I am looking for an intuitive reason for a projection matrix of an orthogonal projection to be symmetric. The algebraic proof is straightforward yet somewhat unsatisfactory.

Take for example another property: $P=P^2$. It's clear that applying the projection one more time shouldn't change anything and hence the equality.

So what's the reason behind $P^T=P$?


Solution 1:

In general, if $P = P^2$, then $P$ is the projection onto $\operatorname{im}(P)$ along $\operatorname{ker}(P)$, so that $$\mathbb{R}^n = \operatorname{im}(P) \oplus \operatorname{ker}(P),$$ but $\operatorname{im}(P)$ and $\operatorname{ker}(P)$ need not be orthogonal subspaces. Given that $P = P^2$, you can check that $\operatorname{im}(P) \perp \operatorname{ker}(P)$ if and only if $P = P^T$, justifying the terminology "orthogonal projection."

Solution 2:

There are some nice and succinct answers already. If you'd like even more intuition with as little math and higher level linear algebra concepts as possible, consider two arbitrary vectors $v$ and $w$.

Simplest Answer

Take the dot product of one vector with the projection of the other vector. $$ (P v) \cdot w $$ $$ v \cdot (P w) $$

In both dot products above, one of the terms ($P v$ or $P w$) lies entirely in the subspace you project onto. Therefore, both dot products ignore every vector component that is not in this subspace - they consider only components in the subspace. This means both dot products are equal to each other, and are in fact equal to: $$ (P v) \cdot (P w) $$

Since $(P v) \cdot w = v \cdot (P w)$, it doesn't matter whether we apply the projection matrix to the first or second argument of the dot product operation. Some simple identities then imply $P = P^T$, so $P$ is symmetric (See step 2 below if you aren't familiar with this property).

Less intuitive Answer

If the above explanation isn't intuitive, we can use a little more math.

Step 1.

First, prove that the two dot products above are equal.

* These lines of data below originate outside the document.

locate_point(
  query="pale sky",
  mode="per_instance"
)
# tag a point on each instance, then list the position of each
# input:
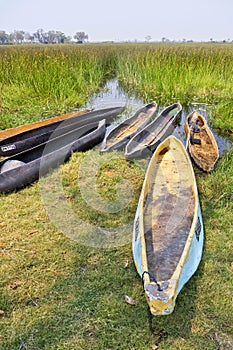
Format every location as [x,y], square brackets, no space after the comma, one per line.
[122,20]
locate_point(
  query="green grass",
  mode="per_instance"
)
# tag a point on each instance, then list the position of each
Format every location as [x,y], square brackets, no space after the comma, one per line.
[63,282]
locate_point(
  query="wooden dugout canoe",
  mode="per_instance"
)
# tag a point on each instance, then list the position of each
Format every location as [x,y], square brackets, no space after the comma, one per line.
[168,228]
[31,164]
[18,129]
[201,142]
[145,142]
[122,133]
[30,138]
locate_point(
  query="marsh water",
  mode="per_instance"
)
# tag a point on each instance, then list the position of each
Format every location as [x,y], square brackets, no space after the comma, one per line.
[113,95]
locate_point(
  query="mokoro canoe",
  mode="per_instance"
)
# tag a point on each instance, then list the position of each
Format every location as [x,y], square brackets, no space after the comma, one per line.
[18,129]
[201,142]
[122,133]
[26,167]
[145,142]
[168,229]
[30,138]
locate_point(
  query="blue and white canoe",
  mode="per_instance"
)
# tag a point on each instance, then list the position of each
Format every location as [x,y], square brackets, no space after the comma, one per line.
[168,230]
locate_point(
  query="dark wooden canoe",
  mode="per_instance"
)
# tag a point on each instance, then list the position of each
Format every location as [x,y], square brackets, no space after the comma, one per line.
[144,143]
[18,129]
[30,164]
[168,231]
[122,133]
[30,138]
[201,142]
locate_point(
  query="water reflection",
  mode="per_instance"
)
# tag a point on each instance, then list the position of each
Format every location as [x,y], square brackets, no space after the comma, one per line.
[114,95]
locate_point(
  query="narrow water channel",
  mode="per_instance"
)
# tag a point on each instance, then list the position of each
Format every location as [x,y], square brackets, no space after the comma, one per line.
[113,95]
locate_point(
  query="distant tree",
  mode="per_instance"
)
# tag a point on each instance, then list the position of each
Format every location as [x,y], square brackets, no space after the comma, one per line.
[18,36]
[80,37]
[40,36]
[29,37]
[4,37]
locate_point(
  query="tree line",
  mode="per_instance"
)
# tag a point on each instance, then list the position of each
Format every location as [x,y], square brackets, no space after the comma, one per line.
[40,36]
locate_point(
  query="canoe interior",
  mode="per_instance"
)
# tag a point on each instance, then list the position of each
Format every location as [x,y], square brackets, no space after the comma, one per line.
[151,133]
[131,125]
[168,211]
[202,144]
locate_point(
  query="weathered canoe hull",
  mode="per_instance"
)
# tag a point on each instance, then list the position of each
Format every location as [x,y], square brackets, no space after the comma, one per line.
[39,160]
[201,145]
[30,138]
[161,294]
[145,142]
[18,129]
[118,137]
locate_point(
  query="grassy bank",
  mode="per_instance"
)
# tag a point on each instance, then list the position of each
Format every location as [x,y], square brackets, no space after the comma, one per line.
[61,293]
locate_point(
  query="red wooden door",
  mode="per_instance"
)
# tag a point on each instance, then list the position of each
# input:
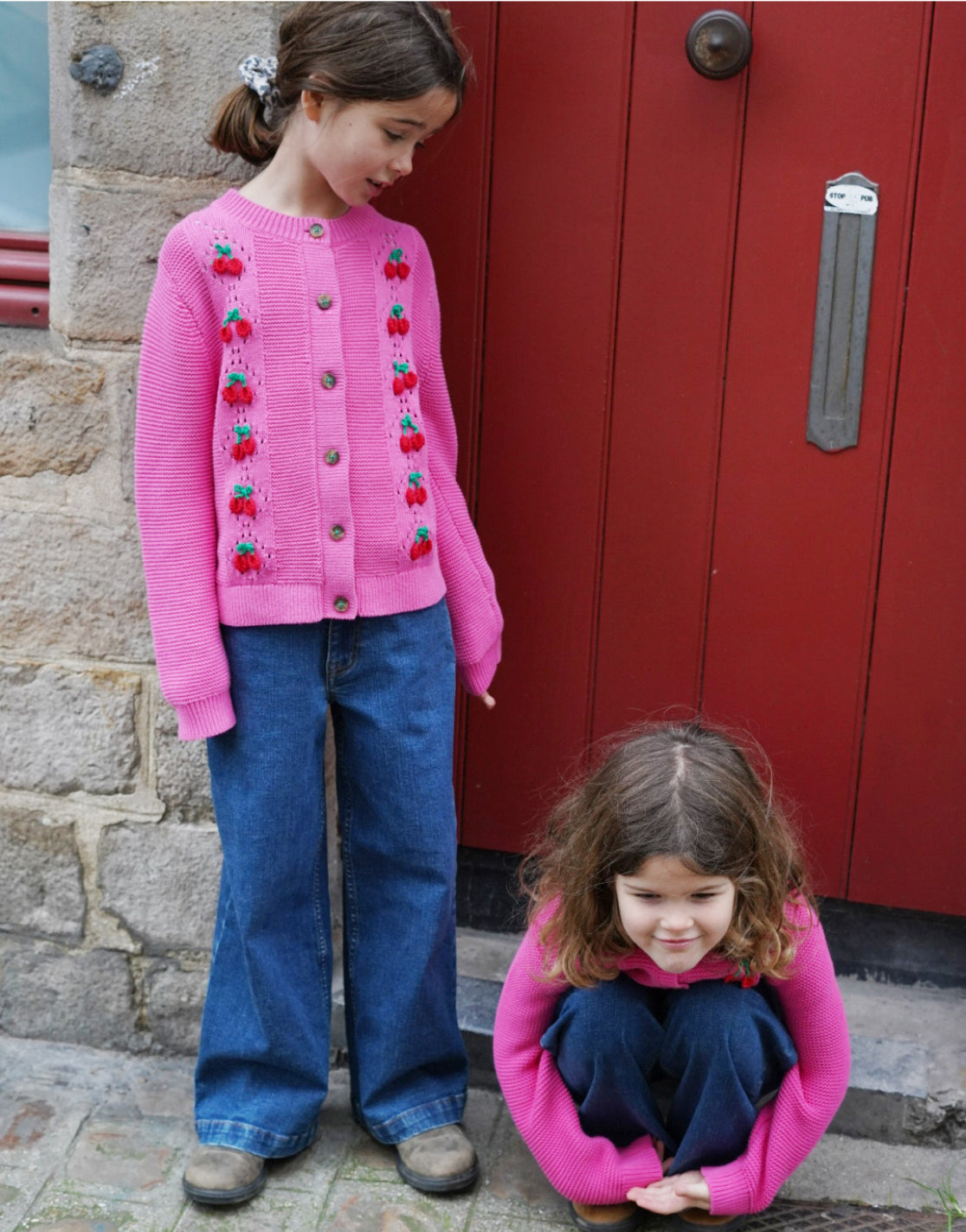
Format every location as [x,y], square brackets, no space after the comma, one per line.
[636,387]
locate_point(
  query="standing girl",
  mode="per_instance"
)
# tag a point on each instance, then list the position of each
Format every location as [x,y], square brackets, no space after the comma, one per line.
[307,547]
[672,938]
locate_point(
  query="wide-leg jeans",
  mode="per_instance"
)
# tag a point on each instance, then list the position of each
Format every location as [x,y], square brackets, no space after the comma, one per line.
[262,1061]
[721,1048]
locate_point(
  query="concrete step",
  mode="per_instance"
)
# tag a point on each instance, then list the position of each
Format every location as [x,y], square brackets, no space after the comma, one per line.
[908,1069]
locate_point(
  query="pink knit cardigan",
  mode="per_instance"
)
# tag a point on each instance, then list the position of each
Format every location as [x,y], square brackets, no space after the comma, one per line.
[593,1170]
[296,448]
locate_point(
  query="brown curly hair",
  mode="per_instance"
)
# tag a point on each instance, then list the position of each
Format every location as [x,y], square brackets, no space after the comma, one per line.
[677,790]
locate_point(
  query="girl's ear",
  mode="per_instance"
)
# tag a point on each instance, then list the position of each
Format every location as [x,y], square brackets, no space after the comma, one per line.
[312,104]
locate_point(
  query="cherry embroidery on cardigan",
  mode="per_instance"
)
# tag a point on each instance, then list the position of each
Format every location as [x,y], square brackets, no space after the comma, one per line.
[397,322]
[742,975]
[237,388]
[415,494]
[244,442]
[396,265]
[404,378]
[247,558]
[410,442]
[243,326]
[224,262]
[242,501]
[422,544]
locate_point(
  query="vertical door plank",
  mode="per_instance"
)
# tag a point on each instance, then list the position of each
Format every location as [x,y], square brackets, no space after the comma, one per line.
[683,169]
[833,89]
[910,835]
[448,198]
[558,148]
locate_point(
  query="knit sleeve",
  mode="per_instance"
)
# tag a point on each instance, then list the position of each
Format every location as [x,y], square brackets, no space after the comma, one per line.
[471,593]
[583,1168]
[809,1093]
[174,489]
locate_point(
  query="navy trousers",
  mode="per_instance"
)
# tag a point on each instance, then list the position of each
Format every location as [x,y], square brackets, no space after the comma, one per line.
[718,1048]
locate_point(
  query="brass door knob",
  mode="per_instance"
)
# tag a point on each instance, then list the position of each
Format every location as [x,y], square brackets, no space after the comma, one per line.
[718,44]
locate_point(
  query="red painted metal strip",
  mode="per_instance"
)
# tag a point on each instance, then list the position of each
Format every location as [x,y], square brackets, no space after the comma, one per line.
[20,265]
[684,164]
[797,530]
[910,838]
[559,140]
[25,306]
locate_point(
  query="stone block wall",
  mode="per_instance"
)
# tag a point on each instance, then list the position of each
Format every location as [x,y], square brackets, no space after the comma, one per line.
[108,854]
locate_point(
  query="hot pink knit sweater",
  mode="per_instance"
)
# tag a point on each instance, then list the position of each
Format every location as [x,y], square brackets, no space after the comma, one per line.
[593,1170]
[296,448]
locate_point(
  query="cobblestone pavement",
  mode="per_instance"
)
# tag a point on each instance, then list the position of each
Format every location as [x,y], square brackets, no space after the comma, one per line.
[96,1142]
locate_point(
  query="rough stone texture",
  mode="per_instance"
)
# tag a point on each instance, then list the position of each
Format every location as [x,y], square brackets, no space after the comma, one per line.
[41,887]
[68,731]
[177,61]
[105,238]
[162,881]
[52,993]
[49,414]
[175,998]
[79,589]
[183,772]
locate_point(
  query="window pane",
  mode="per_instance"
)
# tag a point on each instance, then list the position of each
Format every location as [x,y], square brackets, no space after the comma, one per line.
[25,127]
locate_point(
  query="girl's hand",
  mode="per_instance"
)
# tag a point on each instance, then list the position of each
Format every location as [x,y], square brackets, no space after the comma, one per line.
[673,1194]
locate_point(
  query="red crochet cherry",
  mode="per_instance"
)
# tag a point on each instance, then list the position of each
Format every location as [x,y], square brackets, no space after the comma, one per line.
[247,558]
[395,264]
[404,378]
[415,494]
[409,442]
[244,442]
[242,501]
[224,262]
[235,388]
[243,328]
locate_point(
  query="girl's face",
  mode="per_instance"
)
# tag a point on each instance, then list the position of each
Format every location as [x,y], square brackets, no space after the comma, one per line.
[361,148]
[673,914]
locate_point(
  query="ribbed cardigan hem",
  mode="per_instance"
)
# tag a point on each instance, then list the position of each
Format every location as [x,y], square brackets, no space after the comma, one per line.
[197,719]
[303,603]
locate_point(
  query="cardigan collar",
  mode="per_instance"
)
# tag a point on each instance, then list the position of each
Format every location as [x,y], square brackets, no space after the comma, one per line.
[357,223]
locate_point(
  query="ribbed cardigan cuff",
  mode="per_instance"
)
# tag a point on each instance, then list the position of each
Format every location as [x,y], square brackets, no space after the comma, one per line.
[477,676]
[197,719]
[730,1190]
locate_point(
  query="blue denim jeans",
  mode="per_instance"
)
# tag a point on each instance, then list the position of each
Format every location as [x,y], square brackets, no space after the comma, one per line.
[264,1055]
[721,1046]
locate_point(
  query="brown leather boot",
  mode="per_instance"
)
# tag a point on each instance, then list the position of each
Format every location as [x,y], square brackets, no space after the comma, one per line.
[439,1161]
[619,1217]
[220,1176]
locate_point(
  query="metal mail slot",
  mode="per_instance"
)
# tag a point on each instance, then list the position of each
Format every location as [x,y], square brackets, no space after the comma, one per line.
[841,312]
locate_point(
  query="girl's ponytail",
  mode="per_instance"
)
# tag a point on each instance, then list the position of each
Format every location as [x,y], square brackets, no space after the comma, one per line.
[241,127]
[352,51]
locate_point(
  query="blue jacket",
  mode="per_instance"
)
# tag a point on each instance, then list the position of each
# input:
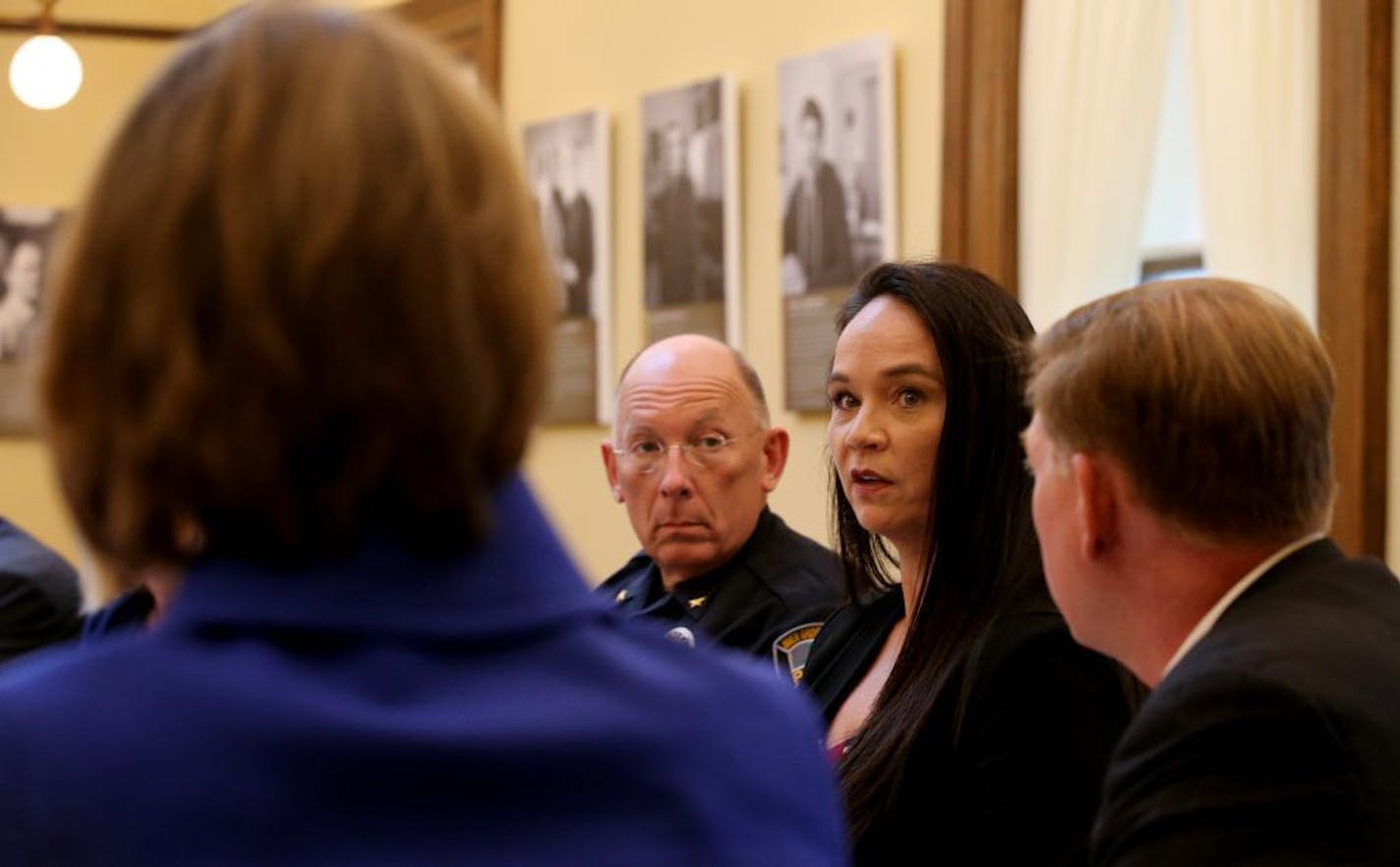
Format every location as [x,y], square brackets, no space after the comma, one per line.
[398,711]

Decompose $v$ and $w$: $$ v = v_p + v_n $$ $$ w = w_p + w_n $$

The projection of a vector lies in a subspace. The dot product of anything in this subspace with anything orthogonal to this subspace is zero. We use this fact on the dot product of one vector with the projection of the other vector: $$ (P v) \cdot w \hspace{1cm} v \cdot (P w) $$ $$ v_p \cdot w \hspace{1cm} v \cdot w_p $$ $$ v_p \cdot (w_p + w_n) \hspace{1cm} (v_p + v_n) \cdot w_p $$ $$ v_p \cdot w_p + v_p \cdot w_n \hspace{1cm} v_p \cdot w_p + v_n \cdot w_p $$ $$ v_p \cdot w_p \hspace{1cm} v_p \cdot w_p $$ Therefore $$ (Pv) \cdot w = v \cdot (Pw) $$

Step 2.

Next, we can show that a consequence of this equality is that the projection matrix P must be symmetric. Here we begin by expressing the dot product in terms of transposes and matrix multiplication (using the identity $x \cdot y = x^T y$ ): $$ (P v) \cdot w = v \cdot (P w) $$ $$ (P v)^T w = v^T (P w) $$ $$ v^T P^T w = v^T P w $$ Since v and w can be any vectors, the above equality implies: $$ P^T = P $$

Solution 3:

You can also directly verify this by definition of self-adjointness:

Let $U$ be a subspace of $V$, let $P$ be the orthogonal projection that projects onto $U$; let $x, y \in V$, and we can decompose them as $x=u_x+v_x, y=u_y+v_y$, with $u_x, u_y \in U, v_x, v_y \in U^\perp$, so $\langle u_x, v_y \rangle = \langle v_x, u_y \rangle = 0 $. By definition of $P$, $P x = u_x, P y = u_y$.

Then $$ \langle Px, y \rangle = \langle u_x,u_y+v_y \rangle = \langle u_x,u_y \rangle = \langle u_x + v_x, u_y \rangle = \langle x, Py \rangle $$ it follows $P$ is self-adjoint and its matrix is Hermitian (i.e. symmetric when $V$ is real).

UPDATE: I just read your question again; here's a more intuitive explanation.

Remember:

  1. $\forall A \in \mathbb{R}^{n\times n} $, $\operatorname{null}(A)$ and $\operatorname{row}(A)$ are always orthogonal complements of each other in $\mathbb{R}^n$
  2. when $A$ describes a projection, $A^2=A$, $\mathbb{R}^n = \operatorname{null}(A) \oplus \operatorname{col}(A)$

Now when $A$ describes an orthogonal projection, we also have $\operatorname{null}(A) \perp \operatorname{col}(A)$, so $\operatorname{null}(A)$ and $\operatorname{col}(A)$ are orthogonal complements of each other in $\mathbb{R}^n$; this happens iff $A$ is symmetric, so that $\operatorname{row}(A) = \operatorname{col}(A)$.